On the transition from nuclear-cluster to black-hole dominated galaxy cores

TL;DR

This paper investigates how merging star clusters with seed black holes evolve, revealing a mechanism that explains the transition from nuclear star clusters to black-hole dominated galaxy cores in hierarchical galaxy formation.

Contribution

It introduces a numerical model showing how black hole binary coalescence during mergers heats and expands star clusters, leading to their eventual destruction and the dominance of black holes in galaxy centers.

Findings

Black hole binaries heat and expand merging star clusters.

This process explains the disappearance of nuclear star clusters in larger galaxies.
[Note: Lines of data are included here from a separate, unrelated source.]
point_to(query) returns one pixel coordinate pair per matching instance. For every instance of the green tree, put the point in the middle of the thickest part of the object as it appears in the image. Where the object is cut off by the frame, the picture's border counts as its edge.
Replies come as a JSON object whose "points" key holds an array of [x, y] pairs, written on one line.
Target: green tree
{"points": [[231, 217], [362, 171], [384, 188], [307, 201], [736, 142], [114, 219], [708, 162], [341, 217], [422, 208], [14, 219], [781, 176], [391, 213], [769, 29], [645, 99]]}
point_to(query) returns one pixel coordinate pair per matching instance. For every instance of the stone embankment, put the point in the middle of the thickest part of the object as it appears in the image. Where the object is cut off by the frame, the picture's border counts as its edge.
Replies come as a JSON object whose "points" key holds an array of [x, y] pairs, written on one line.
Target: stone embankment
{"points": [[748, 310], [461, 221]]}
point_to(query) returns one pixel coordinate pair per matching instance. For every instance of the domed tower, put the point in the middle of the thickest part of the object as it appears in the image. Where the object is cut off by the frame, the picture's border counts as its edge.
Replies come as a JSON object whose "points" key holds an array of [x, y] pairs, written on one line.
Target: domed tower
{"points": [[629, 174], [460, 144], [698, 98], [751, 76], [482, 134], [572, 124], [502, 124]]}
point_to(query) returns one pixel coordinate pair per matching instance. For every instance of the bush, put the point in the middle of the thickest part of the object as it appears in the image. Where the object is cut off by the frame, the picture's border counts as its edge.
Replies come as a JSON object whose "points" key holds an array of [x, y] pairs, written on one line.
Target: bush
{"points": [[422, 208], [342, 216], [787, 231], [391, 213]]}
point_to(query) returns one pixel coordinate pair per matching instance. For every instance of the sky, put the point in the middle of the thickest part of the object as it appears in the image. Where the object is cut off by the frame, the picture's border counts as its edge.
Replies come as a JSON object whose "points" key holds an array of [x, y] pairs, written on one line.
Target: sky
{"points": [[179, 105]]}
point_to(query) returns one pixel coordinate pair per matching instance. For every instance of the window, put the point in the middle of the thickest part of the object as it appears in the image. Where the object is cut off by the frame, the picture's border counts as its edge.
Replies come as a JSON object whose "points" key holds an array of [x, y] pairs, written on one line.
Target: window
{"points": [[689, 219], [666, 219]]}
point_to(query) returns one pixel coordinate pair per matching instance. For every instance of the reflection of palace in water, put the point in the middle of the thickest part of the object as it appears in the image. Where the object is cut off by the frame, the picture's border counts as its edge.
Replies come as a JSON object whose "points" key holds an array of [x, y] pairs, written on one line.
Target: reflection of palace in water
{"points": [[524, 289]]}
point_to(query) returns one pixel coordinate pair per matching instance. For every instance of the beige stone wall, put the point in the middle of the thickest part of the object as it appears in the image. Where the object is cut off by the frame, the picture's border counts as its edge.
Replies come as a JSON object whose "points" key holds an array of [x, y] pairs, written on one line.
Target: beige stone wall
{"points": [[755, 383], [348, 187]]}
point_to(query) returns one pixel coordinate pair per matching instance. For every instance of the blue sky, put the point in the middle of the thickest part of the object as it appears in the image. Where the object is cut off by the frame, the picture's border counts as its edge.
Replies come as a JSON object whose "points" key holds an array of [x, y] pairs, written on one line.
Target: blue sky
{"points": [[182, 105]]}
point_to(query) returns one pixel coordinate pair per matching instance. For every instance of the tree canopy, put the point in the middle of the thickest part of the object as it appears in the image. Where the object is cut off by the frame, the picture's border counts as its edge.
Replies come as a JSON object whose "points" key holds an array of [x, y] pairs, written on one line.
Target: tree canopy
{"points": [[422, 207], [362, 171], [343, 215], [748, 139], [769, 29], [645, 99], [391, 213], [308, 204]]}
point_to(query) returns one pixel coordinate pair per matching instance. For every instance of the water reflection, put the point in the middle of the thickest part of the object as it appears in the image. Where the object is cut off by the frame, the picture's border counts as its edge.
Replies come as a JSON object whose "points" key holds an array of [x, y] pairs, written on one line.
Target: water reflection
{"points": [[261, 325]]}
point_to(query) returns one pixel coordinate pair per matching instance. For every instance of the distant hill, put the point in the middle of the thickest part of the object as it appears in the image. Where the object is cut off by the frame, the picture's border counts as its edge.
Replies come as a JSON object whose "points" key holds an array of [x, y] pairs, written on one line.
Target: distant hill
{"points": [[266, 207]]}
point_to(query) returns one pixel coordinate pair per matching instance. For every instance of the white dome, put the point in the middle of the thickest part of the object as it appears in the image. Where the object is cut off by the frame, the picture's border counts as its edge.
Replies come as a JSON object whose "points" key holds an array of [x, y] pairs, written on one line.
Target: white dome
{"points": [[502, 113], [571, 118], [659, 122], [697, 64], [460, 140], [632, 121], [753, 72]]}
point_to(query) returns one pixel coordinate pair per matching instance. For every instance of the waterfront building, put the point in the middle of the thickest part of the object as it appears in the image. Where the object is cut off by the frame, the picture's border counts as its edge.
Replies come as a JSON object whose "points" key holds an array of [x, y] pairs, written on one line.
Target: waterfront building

The mechanism accounts for the decreasing nucleus-to-galaxy stellar mass ratio.

Abstract

Giant elliptical galaxies, believed to be built from the merger of lesser galaxies, are known to house a massive black hole at their center rather than a compact star cluster. If low- and intermediate-mass galaxies do indeed partake in the hierarchical merger scenario, then one needs to explain why their dense nuclear star clusters are not preserved in merger events. A valuable clue may the recent revelation that nuclear star clusters and massive black holes frequently co-exist in intermediate mass bulges and elliptical galaxies. In an effort to understand the physical mechanism responsible for the disappearance of nuclear star clusters, we have numerically investigated the evolution of merging star clusters with seed black holes. Using black holes that are 1-5% of their host nuclear cluster mass, we reveal how their binary coalescence during a merger dynamically heats the newly wed star cluster, expanding it, significantly lowering its central stellar density, and thus making it susceptible to tidal destruction during galaxy merging. Moreover, this mechanism provides a pathway to explain the observed reduction in the nucleus-to-galaxy stellar mass ratio as one proceeds from dwarf to giant elliptical galaxies.